Date: Sat, 12 Sep 1998 21:57:25 GMT
Reply-To: Mike Hewitt <mmhewitt@FLASH.NET>
Sender: "SPSSX(r) Discussion" <SPSSX-L@UGA.CC.UGA.EDU>
From: Mike Hewitt <mmhewitt@FLASH.NET>
Organization: Flashnet Communications, http://www.flash.net
Subject: Re: z-scores
Thanks for your input. My intention was exactly that, to calculate
z-scores for each state and then put the info back together.
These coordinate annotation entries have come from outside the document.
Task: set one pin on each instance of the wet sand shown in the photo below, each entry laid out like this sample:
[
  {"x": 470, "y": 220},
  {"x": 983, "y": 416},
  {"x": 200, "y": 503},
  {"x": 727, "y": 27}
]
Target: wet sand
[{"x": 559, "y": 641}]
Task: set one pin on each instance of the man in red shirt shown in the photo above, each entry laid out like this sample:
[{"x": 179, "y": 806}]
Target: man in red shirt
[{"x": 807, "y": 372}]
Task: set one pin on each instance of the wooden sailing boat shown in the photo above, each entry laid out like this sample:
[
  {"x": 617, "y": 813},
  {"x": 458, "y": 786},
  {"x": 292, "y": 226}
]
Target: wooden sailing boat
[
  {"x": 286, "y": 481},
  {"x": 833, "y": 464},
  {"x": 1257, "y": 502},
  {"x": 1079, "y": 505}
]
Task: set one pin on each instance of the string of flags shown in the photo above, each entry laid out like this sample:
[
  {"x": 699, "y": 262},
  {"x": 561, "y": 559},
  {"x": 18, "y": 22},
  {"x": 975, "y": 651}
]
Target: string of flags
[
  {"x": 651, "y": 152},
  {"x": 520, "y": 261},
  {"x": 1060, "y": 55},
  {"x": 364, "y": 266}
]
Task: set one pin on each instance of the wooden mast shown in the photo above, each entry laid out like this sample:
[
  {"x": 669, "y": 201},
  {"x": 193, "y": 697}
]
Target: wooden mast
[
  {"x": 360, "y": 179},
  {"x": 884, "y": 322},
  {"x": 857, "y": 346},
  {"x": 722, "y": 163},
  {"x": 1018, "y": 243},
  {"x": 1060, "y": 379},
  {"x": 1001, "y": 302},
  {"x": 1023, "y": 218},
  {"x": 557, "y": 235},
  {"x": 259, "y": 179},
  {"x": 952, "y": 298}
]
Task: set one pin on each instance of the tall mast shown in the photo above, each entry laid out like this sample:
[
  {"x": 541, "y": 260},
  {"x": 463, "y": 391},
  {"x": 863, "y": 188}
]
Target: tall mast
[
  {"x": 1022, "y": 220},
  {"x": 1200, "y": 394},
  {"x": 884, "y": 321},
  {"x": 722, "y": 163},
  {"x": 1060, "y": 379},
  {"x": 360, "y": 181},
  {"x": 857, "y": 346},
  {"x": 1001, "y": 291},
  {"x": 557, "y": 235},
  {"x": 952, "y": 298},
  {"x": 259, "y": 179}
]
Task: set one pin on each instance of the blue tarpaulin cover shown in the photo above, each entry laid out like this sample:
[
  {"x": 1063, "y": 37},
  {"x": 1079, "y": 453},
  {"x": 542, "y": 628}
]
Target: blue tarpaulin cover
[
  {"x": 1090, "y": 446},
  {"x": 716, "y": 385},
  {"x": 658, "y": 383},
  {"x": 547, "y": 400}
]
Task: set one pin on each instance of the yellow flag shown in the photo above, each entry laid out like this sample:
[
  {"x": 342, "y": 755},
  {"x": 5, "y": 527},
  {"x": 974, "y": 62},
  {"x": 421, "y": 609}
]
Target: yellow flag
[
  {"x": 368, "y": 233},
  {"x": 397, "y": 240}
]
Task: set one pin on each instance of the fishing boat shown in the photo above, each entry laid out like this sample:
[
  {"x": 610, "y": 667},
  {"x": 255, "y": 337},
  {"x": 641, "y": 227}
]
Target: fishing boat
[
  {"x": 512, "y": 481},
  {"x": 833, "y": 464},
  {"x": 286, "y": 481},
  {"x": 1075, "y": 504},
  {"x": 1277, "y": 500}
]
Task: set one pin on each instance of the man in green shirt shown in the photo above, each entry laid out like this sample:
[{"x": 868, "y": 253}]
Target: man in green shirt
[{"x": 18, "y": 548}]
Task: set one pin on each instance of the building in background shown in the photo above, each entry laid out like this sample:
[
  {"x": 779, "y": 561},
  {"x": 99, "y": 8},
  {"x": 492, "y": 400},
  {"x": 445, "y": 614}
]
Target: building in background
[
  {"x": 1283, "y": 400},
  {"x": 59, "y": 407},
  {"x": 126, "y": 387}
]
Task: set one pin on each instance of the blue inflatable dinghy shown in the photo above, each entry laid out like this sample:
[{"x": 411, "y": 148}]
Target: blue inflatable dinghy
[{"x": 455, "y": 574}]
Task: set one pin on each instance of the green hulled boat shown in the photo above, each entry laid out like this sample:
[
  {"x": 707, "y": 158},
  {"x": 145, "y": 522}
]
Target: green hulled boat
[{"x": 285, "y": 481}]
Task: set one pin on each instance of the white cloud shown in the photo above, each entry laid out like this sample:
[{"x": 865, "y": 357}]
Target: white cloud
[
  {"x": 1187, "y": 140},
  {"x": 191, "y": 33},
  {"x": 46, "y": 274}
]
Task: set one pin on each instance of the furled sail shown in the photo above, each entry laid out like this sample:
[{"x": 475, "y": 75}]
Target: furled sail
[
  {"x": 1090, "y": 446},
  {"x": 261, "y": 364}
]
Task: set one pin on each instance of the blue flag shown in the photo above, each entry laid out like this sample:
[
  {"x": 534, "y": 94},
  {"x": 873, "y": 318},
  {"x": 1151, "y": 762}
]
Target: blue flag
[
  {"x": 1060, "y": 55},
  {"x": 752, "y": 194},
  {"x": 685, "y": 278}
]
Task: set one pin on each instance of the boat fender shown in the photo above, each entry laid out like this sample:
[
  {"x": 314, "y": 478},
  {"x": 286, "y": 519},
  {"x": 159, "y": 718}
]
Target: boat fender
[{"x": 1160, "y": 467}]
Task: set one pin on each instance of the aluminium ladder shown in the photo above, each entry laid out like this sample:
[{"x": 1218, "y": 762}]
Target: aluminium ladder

Michael Mason <M.Mason@MCD.UNIMELB.EDU.AU> wrote in article
<199809121724.DAA28752@ariel.ucs.unimelb.EDU.AU>...
> From: Mike Mason
> Date: 09/13/98
>
> Tim and Mike: Surely transforming the scores into Z-scores within each
state
> (which is what I understand Mike to mean by 'z-scores for each state')
will
> be quite valid; since all the scores are on the same scale, it won't
really
> have any other effect than to set the mean to zero and the standard
> deviation to 1. The differences between states will remain. If one
> transformed them all into z-scores across the whole range of states, then
> the differences would be obliterated as Tim says. What perplexes me is
> that Mike finds the existence of the differences unexpected. Although
the
> states all score out of 100, is it possible that the same judges function
> across a whole state, and/or have different interpretations of the
scoring
> standards as a group, compared with other groups of state judges? (Pardon
> me, I'm in Australia, and don't have much idea about how marching bands
are
> judged.) Alternatively, as Tim suggests, even if the judging is all on
the
> same objective standard, some states where marching is a bigger thing and
> standards are high, could well have a legitimately higher state mean.